Province, federal government spend $70M to bring 600 new child-care spaces to rural Manitoba
Municipalities to provide free rent for 15 years, free landscaping and snow clearing for child-care facilities
Several southern Manitoba and Interlake communities will have new child-care facilities built in time for the next school year, creating more than 600 new spaces.
The regulated, non-profit child care facilities are planned for the Portage la Prairie area, the town of Stonewall, Peguis First Nation, and the municipalities of Headingley, Macdonald, Ritchot, St. Clements, Morris and Whitemouth, Premier Heather Stefanson announced at a Monday news conference.
"We recognize that our communities grow, and so too does the need for Manitoba families to access to high-quality child-care services closer to home. This is especially true in rural communities," she said at the conference in Stonewall.
The modular facilities, which will cost $70 million and are being paid for through the Canada-Manitoba Canada-Wide Early Learning and Child Care Agreement, will be constructed off-site and moved to their respective areas to ensure the child-care spaces can become available as soon as possible, Stefanson said.
In exchange, the municipalities will provide a minimum of two acres of land with 15 years of free rent, plus snow removal, landscape maintenance and repairs.
"These support services reduce costs for child-care operators, ensuring long-term sustainability of centres," Stefanson said.
Early Childhood Learning Minister Wayne Ewasko says this announcement will help people access child care closer to home.
"As you check out the locations that are getting these first nine [facilities], in some cases they were daycare or child-care space deserts. That means that many of the families had to leave their communities to access daycares in other locations," he said.
Stonewall Mayor Sandra Smith says the child-care waiting list in that community is "in the hundreds."

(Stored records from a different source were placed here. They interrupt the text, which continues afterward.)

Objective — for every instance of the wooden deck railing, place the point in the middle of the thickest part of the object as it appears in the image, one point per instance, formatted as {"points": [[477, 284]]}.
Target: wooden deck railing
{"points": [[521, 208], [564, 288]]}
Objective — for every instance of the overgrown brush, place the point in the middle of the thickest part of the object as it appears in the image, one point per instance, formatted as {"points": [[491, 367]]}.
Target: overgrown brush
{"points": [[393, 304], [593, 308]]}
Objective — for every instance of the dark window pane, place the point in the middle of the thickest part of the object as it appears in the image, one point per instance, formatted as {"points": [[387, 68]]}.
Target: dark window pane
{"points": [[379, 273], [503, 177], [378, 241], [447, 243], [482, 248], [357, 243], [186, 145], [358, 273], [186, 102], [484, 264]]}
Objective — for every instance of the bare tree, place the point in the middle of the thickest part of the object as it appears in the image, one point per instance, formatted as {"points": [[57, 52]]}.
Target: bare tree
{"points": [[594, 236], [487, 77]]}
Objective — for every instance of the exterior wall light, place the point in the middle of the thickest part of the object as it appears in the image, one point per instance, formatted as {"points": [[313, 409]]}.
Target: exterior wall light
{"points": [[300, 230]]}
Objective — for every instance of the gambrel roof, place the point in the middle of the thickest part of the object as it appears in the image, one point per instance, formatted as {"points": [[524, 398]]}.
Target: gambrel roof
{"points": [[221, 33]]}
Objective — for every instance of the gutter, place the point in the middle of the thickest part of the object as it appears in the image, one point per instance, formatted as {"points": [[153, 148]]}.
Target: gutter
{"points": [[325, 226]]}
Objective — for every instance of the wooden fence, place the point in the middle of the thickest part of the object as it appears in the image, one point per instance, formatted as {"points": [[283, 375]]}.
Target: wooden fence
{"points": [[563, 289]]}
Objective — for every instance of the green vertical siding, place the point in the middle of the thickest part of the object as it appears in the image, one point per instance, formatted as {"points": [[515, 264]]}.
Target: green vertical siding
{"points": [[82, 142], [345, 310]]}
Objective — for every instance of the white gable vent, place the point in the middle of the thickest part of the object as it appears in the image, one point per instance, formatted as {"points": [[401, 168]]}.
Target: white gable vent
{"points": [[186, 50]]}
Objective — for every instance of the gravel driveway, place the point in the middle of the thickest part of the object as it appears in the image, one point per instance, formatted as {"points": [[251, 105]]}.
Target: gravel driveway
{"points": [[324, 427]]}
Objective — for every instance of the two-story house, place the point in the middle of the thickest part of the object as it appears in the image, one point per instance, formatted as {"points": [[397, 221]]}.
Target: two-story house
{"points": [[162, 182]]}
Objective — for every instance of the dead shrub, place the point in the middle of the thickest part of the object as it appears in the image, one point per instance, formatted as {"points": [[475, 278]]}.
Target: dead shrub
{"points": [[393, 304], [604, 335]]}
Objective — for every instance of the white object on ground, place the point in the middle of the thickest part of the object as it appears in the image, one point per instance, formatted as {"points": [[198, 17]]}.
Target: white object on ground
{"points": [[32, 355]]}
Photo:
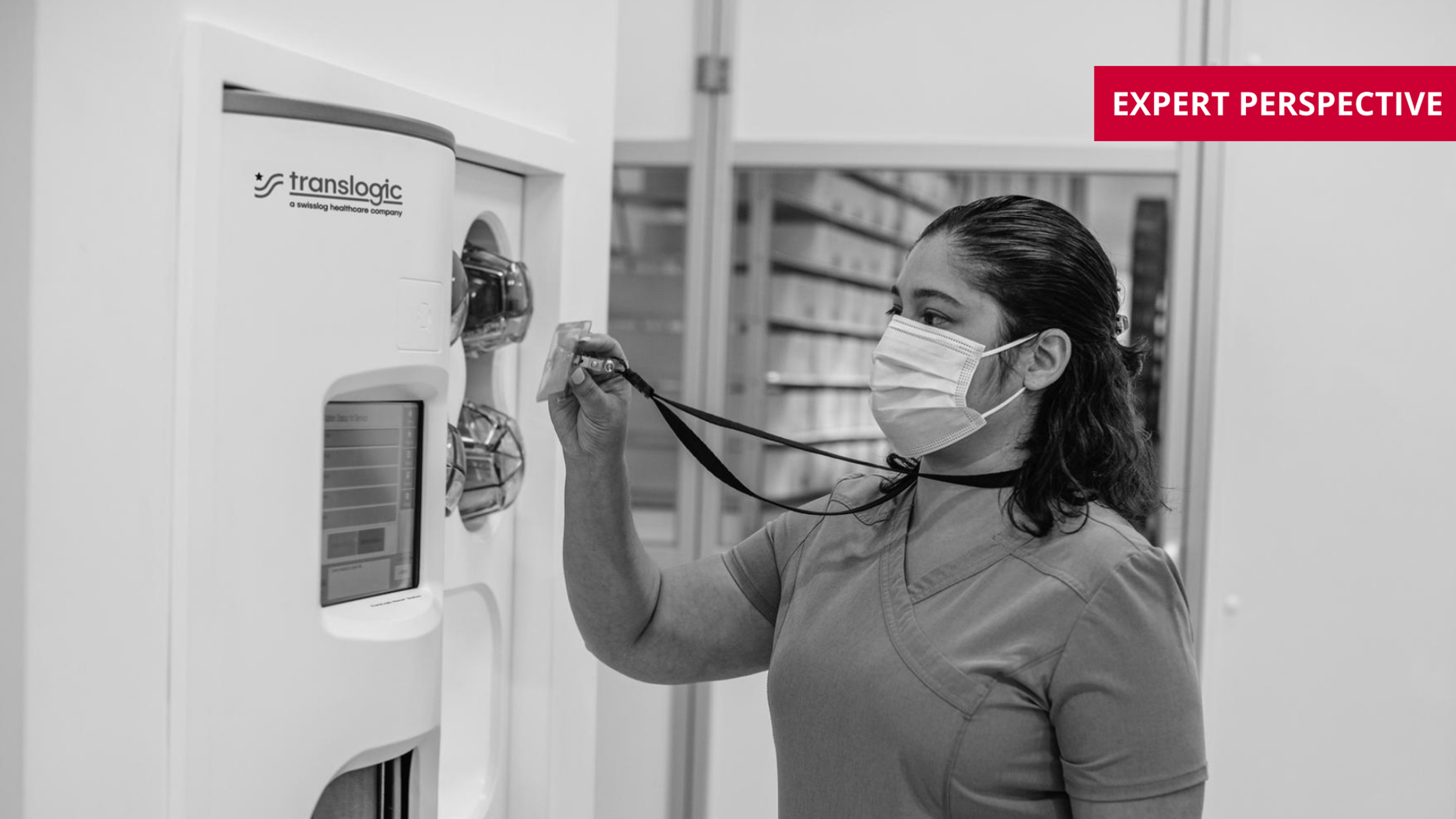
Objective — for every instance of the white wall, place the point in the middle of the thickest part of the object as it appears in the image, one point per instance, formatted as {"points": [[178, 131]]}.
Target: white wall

"We are a growing community. We do have a new subdivision in our area that new families are coming into, so the need is immediate here," she said at the news conference.
Ewasko added that he's heard from Stonewall parents who take their children to daycare in Winnipeg.
The province also announced it hopes to build an additional eight facilities, creating an additional 600 child-care seats. in the near future, and is soliciting requests for proposals to make that happen.